BAGIAN 8

62 6 0
                                    

"Terlalu indah diawal, sehingga ketika disakiti
aku benar-benar terluka."

—Mauri Primadanti

***

Hujan telah turun dan mendarat di tanah indah yang kini dipijak Mauri. Gadis itu menangis tanpa terisak di sepanjang perjalanan pulangnya, iya, dia menolak ajakan Genus untuk pulang bersama setelah penjelasan Genus yang membuatnya terkejut.
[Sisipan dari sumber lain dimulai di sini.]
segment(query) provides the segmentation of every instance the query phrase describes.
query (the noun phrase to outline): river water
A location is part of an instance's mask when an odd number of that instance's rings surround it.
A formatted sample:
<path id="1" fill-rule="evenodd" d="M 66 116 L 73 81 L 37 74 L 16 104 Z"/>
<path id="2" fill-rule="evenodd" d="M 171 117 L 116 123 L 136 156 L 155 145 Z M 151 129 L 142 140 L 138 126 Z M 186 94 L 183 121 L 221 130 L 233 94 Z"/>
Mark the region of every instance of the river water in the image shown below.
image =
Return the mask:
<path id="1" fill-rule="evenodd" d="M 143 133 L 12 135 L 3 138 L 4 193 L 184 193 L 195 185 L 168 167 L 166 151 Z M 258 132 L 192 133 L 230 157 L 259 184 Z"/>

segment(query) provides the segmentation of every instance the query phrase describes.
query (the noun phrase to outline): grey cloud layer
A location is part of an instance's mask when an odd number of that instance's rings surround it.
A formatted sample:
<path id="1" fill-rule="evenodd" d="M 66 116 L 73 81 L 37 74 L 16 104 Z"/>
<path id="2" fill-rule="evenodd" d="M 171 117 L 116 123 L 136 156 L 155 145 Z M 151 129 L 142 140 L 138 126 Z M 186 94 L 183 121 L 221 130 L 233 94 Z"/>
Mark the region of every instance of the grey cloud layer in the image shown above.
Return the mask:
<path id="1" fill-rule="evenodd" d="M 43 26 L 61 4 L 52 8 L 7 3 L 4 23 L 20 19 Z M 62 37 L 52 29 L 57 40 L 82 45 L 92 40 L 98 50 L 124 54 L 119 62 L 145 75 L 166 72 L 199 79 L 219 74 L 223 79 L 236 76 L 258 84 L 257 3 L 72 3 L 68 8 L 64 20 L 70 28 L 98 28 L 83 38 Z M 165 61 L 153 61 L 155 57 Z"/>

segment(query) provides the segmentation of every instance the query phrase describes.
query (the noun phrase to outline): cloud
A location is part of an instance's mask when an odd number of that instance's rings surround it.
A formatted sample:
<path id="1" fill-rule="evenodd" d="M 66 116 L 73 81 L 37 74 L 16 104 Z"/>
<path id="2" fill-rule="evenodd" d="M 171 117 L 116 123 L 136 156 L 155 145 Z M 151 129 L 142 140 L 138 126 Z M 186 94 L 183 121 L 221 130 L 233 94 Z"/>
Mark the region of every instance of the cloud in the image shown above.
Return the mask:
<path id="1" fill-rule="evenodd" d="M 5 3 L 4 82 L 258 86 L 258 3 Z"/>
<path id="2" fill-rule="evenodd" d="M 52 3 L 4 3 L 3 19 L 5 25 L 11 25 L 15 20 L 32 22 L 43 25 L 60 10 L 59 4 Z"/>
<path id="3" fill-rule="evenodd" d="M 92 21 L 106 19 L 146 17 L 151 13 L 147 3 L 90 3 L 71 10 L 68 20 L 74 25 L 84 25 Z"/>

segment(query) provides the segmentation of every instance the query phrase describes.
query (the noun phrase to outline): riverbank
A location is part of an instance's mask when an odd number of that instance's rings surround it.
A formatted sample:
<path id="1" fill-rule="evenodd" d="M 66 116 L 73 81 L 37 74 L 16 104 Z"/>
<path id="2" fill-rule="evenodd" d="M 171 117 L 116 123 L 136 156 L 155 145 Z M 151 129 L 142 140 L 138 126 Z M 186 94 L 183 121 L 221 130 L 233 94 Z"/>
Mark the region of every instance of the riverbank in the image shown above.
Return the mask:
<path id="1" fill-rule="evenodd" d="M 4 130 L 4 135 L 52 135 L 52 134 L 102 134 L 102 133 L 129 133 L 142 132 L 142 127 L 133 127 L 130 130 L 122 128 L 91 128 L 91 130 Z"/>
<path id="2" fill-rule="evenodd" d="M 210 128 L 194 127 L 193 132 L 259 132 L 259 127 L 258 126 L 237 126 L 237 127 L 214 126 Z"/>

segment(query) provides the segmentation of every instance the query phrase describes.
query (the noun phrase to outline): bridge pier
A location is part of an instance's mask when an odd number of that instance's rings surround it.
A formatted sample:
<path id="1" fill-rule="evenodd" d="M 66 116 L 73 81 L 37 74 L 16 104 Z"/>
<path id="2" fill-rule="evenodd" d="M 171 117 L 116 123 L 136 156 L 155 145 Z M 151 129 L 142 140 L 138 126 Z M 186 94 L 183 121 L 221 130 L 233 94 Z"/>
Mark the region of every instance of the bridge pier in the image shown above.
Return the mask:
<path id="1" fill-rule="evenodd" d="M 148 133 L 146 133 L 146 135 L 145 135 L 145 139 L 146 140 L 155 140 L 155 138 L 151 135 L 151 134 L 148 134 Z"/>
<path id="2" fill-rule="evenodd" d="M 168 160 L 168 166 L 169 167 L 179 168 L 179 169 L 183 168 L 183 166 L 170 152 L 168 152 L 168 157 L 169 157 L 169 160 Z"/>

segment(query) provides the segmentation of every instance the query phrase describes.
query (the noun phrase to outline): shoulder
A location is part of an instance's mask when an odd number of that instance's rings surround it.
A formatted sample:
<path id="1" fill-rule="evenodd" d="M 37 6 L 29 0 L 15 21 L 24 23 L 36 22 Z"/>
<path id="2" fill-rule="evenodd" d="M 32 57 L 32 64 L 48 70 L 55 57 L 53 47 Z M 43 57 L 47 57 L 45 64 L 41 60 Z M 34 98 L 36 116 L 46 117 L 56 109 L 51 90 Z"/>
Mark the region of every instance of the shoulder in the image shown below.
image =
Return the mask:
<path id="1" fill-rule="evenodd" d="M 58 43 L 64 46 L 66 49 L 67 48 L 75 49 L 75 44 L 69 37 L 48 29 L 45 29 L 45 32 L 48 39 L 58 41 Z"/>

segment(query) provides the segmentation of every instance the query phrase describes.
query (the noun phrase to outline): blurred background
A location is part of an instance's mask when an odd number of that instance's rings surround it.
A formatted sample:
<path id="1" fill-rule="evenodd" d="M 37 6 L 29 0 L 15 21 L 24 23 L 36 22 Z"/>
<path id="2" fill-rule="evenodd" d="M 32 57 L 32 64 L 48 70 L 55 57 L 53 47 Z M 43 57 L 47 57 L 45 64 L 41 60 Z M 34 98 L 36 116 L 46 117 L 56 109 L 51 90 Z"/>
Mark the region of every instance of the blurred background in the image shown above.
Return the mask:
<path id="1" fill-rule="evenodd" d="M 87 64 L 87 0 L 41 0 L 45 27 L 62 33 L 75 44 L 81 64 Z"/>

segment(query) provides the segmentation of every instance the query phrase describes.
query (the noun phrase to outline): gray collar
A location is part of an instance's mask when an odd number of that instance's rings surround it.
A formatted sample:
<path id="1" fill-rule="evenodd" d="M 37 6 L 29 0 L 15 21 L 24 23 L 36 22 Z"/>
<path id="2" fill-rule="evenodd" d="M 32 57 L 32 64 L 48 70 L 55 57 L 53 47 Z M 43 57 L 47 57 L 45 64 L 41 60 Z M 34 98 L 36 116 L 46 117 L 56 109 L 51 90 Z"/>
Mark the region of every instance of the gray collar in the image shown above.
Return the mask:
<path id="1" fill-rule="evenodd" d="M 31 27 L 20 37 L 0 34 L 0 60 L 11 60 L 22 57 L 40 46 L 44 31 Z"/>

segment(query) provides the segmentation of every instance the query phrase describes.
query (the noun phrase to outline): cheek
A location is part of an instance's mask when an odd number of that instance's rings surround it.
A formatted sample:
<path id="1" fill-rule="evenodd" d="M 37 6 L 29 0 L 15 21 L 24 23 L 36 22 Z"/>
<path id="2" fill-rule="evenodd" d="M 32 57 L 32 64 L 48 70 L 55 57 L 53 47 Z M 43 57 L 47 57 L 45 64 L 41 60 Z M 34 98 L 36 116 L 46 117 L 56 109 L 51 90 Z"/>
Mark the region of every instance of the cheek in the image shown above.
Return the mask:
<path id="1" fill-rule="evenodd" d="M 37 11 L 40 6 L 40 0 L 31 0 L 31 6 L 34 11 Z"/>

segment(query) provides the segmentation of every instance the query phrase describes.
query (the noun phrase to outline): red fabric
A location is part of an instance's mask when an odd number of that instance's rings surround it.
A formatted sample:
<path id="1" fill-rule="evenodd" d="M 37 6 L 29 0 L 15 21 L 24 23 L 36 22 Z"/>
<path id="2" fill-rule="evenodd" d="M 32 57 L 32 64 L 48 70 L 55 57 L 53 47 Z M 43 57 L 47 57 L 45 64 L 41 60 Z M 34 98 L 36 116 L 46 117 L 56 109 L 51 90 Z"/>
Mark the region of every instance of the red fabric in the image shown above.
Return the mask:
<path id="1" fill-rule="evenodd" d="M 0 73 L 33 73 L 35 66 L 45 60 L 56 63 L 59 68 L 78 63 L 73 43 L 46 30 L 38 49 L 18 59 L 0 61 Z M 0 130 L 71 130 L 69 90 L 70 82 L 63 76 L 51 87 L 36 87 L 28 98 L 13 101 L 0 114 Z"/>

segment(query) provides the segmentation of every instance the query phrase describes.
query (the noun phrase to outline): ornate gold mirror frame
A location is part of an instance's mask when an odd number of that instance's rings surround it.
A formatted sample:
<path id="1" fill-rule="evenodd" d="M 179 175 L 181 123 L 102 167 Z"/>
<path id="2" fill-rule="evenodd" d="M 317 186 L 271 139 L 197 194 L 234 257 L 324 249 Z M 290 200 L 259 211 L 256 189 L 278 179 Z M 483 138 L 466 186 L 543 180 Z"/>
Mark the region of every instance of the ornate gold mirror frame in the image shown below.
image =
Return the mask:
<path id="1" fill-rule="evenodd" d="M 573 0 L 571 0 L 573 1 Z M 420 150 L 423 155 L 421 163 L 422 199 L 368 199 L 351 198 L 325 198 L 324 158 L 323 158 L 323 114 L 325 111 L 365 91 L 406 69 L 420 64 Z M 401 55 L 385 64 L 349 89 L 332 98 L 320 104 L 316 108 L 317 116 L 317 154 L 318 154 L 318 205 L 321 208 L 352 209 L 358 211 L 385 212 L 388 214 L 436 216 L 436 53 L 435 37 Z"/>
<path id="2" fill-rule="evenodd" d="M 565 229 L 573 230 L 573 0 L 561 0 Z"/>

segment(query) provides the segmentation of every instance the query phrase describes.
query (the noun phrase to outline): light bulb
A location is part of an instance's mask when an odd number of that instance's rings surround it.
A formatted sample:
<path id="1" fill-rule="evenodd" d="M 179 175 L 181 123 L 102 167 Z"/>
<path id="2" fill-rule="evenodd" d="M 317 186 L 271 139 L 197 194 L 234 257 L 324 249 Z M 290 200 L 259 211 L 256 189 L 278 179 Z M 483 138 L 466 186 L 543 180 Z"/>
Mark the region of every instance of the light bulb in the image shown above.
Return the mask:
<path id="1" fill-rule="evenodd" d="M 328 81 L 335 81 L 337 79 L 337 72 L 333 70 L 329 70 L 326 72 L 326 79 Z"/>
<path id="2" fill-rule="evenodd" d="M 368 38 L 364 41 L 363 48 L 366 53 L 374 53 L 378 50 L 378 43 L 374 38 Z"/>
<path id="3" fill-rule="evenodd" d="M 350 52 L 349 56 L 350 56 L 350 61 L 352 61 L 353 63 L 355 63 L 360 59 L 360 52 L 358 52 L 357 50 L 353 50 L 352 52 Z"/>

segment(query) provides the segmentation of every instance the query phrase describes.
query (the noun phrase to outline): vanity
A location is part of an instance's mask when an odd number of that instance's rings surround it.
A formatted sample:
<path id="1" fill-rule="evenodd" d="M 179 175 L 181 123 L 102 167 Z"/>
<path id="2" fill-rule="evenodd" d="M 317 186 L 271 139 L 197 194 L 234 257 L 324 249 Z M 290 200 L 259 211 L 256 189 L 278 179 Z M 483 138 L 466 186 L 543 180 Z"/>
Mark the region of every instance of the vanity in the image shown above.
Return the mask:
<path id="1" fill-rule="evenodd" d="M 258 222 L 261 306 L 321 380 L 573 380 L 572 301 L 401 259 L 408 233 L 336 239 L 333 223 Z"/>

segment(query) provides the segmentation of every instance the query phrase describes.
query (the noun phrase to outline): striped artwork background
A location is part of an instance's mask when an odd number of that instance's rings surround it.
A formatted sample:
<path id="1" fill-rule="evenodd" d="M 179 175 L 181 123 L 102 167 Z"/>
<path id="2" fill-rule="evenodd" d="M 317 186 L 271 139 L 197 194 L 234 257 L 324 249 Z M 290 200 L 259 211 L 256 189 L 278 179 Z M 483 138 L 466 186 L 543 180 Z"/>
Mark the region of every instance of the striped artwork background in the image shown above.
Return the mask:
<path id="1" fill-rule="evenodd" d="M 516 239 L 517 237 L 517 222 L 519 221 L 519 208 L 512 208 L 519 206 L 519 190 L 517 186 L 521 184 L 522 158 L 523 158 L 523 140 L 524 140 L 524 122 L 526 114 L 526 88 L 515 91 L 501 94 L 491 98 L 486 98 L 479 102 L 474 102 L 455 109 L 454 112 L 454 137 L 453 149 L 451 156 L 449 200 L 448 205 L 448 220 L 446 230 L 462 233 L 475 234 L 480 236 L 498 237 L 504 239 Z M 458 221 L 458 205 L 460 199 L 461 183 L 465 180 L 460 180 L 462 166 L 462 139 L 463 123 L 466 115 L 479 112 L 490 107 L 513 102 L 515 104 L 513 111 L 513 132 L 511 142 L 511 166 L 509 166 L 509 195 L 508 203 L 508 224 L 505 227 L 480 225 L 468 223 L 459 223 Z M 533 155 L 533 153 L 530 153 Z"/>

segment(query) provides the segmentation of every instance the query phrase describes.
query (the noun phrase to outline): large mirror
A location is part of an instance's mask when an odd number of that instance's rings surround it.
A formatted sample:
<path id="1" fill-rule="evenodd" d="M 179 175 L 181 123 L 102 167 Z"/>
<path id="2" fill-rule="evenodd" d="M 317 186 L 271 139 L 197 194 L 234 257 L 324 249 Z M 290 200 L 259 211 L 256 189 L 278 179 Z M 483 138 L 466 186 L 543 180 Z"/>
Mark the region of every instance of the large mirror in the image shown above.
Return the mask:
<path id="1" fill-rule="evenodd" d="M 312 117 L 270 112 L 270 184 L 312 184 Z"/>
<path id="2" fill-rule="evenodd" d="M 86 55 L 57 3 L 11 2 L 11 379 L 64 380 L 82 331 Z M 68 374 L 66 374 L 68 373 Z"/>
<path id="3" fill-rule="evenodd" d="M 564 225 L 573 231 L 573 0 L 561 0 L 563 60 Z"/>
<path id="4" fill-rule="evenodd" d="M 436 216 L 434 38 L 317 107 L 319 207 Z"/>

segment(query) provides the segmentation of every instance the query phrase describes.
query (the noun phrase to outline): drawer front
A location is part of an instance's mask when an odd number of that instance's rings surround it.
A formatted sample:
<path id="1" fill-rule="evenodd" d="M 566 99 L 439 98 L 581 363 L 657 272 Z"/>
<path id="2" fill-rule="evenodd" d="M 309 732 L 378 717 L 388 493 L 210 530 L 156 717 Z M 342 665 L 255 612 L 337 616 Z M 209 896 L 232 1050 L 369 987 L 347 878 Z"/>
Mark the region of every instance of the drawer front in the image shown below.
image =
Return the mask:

Mauri sakit, Mauri terluka. Ini kisah cinta pertamanya, tapi mengapa berakhir menyakitkan di saat dia mulai mencintai Eldra semakin dalam. Ini waktu yang begitu singkat untuk Mauri dan Eldra mengakhiri hubungannya. Lagipula apa maksud Eldra menjadikannya kekasih jika dia sudah mencintai perempuan lain yang lebih layak daripadanya.

"Eldra bangsat!" Mauri mengumpat selaras dengan suara hujan yang makin deras turun.

Mauri juga takut untuk pulang dengan kondisi berantakan seperti ini. Apa kata abangnya melihat Mauri demikian, bisa saja Lucky membunuh Eldra saat itu juga jika tahu bahwa adiknya disakiti secara terang-terangan.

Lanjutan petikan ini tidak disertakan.